Hal itu terjadi lantaran pasar kerja Indonesia tidak bisa menyerap seluruh lulusan perguruan tinggi.

"Sekarang 25 persen pengemudi ojek online itu sarjana. Ini menunjukkan ketidakseimbangan antara jumlah lulusan dan lapangan kerja," ujar JK saat acara Sarasehan Ekonomi di Unhas, Senin (15/12).

ADVERTISEMENT

SCROLL TO CONTINUE WITH CONTENT

Ia menilai Indonesia perlu menata ulang strategi pembangunan ekonomi dengan fokus pada industri manufaktur, pendidikan vokasi, pelatihan kerja, serta reformasi hukum agar lebih berpihak pada penciptaan lapangan kerja dan pertumbuhan berkelanjutan.

"Ekonomi bukan hanya soal pasar saham. Lihatlah pasar-pasar rakyat, di sanalah kondisi ekonomi yang sesungguhnya," ujarnya.
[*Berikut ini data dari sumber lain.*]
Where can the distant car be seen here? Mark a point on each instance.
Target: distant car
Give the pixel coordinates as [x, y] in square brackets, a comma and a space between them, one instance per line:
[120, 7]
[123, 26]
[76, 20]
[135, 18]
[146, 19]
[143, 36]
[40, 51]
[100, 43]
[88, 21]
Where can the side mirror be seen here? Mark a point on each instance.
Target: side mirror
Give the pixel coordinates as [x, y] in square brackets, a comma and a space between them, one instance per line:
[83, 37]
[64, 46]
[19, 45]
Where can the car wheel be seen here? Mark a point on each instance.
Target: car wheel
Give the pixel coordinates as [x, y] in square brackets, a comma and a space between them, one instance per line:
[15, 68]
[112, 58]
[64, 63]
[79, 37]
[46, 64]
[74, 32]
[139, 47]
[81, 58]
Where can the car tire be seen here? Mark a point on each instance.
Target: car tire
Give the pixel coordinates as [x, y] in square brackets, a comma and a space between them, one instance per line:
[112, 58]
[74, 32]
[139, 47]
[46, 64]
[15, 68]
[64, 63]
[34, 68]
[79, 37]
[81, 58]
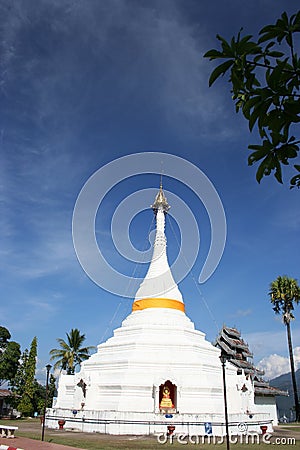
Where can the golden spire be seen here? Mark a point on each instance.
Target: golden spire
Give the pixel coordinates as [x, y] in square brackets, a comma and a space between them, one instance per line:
[160, 201]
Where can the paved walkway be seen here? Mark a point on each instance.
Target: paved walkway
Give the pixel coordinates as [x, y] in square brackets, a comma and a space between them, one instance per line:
[32, 444]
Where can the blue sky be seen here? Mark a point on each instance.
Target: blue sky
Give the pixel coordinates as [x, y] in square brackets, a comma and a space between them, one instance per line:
[84, 82]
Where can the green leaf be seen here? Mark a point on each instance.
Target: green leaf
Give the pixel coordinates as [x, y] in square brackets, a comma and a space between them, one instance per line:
[220, 70]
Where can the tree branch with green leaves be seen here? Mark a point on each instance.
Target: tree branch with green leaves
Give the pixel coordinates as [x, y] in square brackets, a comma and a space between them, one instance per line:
[265, 80]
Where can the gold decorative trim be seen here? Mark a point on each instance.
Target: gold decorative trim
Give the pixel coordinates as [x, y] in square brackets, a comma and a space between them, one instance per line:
[139, 305]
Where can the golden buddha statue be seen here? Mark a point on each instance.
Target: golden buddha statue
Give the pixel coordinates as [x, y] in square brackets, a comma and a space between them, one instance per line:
[166, 401]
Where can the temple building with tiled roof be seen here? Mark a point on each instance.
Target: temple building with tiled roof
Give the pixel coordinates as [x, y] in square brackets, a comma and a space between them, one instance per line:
[237, 352]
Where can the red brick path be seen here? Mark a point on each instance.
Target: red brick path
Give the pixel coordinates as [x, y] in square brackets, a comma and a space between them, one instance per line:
[32, 444]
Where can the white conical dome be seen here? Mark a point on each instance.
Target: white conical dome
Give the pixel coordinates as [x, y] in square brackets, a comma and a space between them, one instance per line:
[159, 287]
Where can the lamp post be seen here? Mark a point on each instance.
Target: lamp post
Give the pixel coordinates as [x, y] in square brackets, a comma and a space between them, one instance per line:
[48, 367]
[223, 359]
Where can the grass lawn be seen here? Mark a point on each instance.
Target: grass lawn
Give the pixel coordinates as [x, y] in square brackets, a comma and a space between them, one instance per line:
[31, 428]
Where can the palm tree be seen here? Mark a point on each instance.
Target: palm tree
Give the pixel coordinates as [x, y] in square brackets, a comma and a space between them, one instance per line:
[284, 293]
[70, 353]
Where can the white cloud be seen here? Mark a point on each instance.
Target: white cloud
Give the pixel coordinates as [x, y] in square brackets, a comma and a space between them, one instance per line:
[275, 365]
[265, 343]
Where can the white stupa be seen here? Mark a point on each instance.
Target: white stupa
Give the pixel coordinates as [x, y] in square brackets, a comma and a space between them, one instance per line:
[157, 370]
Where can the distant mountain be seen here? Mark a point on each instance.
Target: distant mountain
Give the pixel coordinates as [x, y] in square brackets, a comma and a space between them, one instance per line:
[284, 382]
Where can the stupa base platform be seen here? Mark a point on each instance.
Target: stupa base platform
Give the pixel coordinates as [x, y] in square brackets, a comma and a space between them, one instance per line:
[143, 423]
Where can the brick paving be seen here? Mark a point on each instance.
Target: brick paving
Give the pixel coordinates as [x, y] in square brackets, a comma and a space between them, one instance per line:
[32, 444]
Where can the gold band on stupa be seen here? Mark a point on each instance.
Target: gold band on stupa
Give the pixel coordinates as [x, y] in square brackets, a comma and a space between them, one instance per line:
[139, 305]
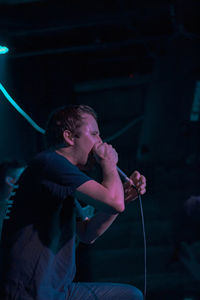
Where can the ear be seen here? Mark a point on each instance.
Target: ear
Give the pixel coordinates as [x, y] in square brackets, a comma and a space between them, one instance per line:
[68, 137]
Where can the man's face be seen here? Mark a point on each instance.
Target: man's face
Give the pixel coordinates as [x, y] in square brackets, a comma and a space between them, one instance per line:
[86, 136]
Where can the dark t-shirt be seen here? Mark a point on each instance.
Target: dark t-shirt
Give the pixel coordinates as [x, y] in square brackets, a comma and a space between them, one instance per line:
[38, 240]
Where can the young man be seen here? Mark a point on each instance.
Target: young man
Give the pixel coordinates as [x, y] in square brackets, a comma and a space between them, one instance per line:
[39, 256]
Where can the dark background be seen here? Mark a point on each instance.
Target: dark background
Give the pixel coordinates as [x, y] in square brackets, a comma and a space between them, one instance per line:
[130, 60]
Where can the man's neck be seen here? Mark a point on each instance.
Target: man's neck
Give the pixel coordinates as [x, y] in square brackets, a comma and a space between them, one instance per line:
[65, 151]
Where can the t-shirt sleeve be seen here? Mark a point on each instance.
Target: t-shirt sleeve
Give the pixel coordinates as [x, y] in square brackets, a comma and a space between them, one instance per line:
[61, 172]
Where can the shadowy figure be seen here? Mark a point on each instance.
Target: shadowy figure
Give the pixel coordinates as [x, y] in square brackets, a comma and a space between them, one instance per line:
[10, 171]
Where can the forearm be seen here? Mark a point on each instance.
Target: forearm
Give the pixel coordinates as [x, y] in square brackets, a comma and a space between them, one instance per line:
[112, 182]
[88, 231]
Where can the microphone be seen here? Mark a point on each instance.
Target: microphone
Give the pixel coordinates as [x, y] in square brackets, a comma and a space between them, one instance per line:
[121, 173]
[125, 177]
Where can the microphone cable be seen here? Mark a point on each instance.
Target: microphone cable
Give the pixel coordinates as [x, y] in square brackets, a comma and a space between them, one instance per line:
[125, 177]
Menurut JK, apabila Indonesia emas ingin tercapai, pendapatan nasional harus meningkat hingga empat kali lipat agar bisa masuk dalam kategori negara berpendapatan tinggi.

Saat ini, Indonesia berada di kategori negara berpendapatan menengah dengan pendapatan perkapita sekitar US$5.000 hingga US$15.000.

"Kalau kita ingin Indonesia Emas, maka pendapatan per kapita harus di atas US$15.000. Artinya ekonomi kita harus naik sekitar empat kali lipat dari sekarang," ungkapnya.

Namun, upaya tersebut terhambat akibat kesalahan kebijakan ekonomi, terutama dalam pengelolaan sumber daya alam.

JK menilai insentif fiskal seperti pembebasan pajak (tax holiday) justru lebih banyak diberikan kepada sektor pertambangan, bukan kepada sektor manufaktur yang memiliki nilai tambah, penyerapan tenaga kerja, dan transfer teknologi.

"Kesalahan terbesar kita adalah memberikan insentif besar kepada sektor sumber daya alam, seperti nikel dan batu bara. Padahal seharusnya insentif itu diberikan ke sektor manufaktur," ujarnya.

Ia juga mengkritik kebijakan hilirisasi yang dinilai belum memberikan manfaat sepenuhnya kepada masyarakat.

Sementara, kata dia, sebagian besar industri pengolahan nikel lebih banyak dikuasai pihak asing. Pada saat yang sama, negara menanggung dampak lingkungan dan kerugian fiskal atas aktivitas tersebut.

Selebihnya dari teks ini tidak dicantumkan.